A adoção do formato de Sociedade Anônima do Futebol (SAF) para gestão do futebol já chegou aos clubes menores. As razões para esse movimento podem variar, assim como as estratégias para atrair os investidores. Esses times podem ser aqueles que estão fora de grandes centros esportivos, como São Paulo e Rio, ou os que têm pouca força na própria região.

Advogado especializado em direito desportivo, Eduardo Carlezzo afirma que os clubes de nicho podem atrair poucos investidores justamente por não possuírem uma grande torcida e, assim, terem certa limitação na geração de receitas. Ainda assim, segundo ele, o preço baixo das ações pode ser um atrativo importante, com vistas no crescimento e em despertar o interesse de empresários e seguidores locais.

“As melhores oportunidades de aquisição não estão no contexto dos grandes clubes e sim na esfera dos chamados médios ou emergentes. Além das negociações não terem a mesma complexidade que adquire a compra de um grande time, como Cruzeiro, Vasco e Botafogo, existe a oportunidade de elevar o status futebolístico deste clube menor a nível nacional”, entende o especialista.

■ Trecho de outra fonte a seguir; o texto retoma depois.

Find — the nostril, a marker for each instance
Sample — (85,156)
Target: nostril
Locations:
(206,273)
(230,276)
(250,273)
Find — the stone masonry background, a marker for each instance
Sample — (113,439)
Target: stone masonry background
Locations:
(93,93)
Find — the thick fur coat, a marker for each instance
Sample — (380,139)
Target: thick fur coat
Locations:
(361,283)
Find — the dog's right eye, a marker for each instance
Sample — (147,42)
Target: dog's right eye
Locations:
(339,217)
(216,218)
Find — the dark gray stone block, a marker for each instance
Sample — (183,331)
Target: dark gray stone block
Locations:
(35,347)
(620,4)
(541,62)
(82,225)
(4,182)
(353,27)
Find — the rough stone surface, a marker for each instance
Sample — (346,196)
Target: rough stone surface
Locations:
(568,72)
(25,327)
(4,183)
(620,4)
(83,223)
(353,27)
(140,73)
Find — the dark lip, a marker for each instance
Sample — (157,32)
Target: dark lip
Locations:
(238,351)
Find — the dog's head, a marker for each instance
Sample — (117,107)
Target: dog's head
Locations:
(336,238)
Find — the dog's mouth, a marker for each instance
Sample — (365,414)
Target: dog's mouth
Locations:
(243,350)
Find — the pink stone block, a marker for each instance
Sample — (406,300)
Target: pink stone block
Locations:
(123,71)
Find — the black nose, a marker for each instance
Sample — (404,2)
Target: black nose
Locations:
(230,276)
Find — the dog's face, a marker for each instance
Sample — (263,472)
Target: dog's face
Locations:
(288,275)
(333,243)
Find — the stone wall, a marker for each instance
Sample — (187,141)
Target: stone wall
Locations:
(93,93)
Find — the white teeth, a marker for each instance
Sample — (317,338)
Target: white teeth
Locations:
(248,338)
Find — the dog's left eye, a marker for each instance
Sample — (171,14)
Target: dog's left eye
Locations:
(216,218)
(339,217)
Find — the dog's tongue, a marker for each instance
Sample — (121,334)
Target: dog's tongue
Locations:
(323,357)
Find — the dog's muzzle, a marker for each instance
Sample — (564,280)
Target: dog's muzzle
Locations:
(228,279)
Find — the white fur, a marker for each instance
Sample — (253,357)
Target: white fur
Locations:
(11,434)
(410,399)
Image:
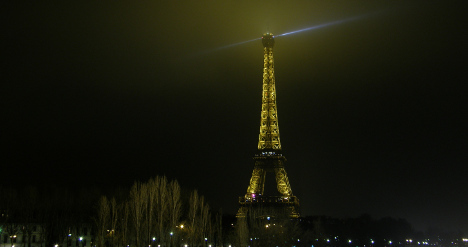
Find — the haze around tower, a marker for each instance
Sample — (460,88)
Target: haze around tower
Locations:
(371,110)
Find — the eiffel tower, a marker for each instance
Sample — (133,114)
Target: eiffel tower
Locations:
(269,161)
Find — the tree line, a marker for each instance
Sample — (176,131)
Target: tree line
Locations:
(156,212)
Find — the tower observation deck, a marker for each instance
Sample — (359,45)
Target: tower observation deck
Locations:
(269,161)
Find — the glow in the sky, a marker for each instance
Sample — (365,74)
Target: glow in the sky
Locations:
(320,26)
(292,32)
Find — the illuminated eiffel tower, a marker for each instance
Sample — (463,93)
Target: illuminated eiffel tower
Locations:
(269,161)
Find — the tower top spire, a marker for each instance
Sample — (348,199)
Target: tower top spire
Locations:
(268,40)
(269,132)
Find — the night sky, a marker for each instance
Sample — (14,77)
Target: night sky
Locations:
(372,111)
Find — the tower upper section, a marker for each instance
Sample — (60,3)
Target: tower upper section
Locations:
(269,138)
(268,40)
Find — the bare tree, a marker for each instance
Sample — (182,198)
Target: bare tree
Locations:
(174,209)
(193,217)
(113,218)
(102,220)
(161,208)
(138,200)
(123,223)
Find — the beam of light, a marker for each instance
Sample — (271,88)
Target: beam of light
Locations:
(320,26)
(296,31)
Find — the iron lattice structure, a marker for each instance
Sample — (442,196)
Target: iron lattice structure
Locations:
(269,159)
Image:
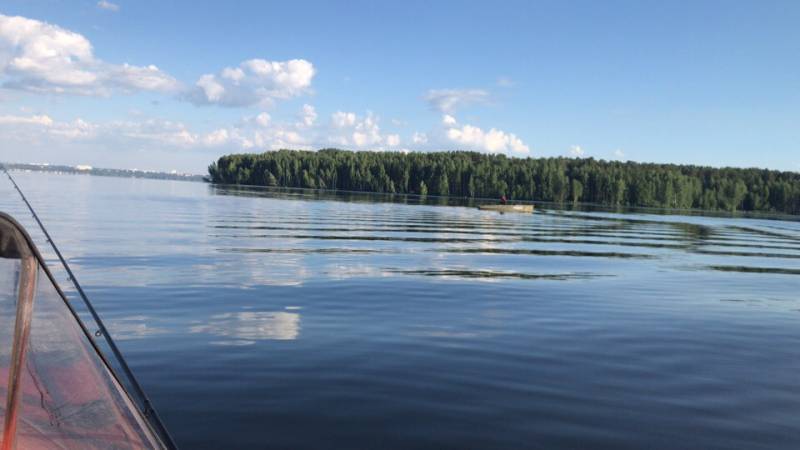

Um exemplo citado pelo advogado foi o acordo entre Red Bull e Bragantino, que elevou o patamar do clube. O caso do time paulista, com sede na cidade de Bragança Paulista, que em 2019 recebeu investimentos do grupo austríaco, pode se repetir em equipes de patamar similar. Há muitos espalhados pelo Brasil.

De acordo com Lucas De Paula, cofundador da consultoria OutField, é sim possível pensar no crescimento do valor de patrimônio (equity) dessas equipes. “Para se ter uma ideia, quem sobe da Série B do Brasileiro para a Série A tem sete vezes mais receita de televisão. Então, quanto mais faturamento, o impacto no valuation (valor) em curto e médio prazo é relevante”, explicou.

A desvantagem de se investir em clubes menores, segundo o consultor, pode estar na demora do impacto sob as receitas B2C, ou seja, aquelas voltadas ao consumidor final, como sócio-torcedor, bilheteria e venda de produtos licenciados. Clubes de menor torcida tem menos compradores de produtos.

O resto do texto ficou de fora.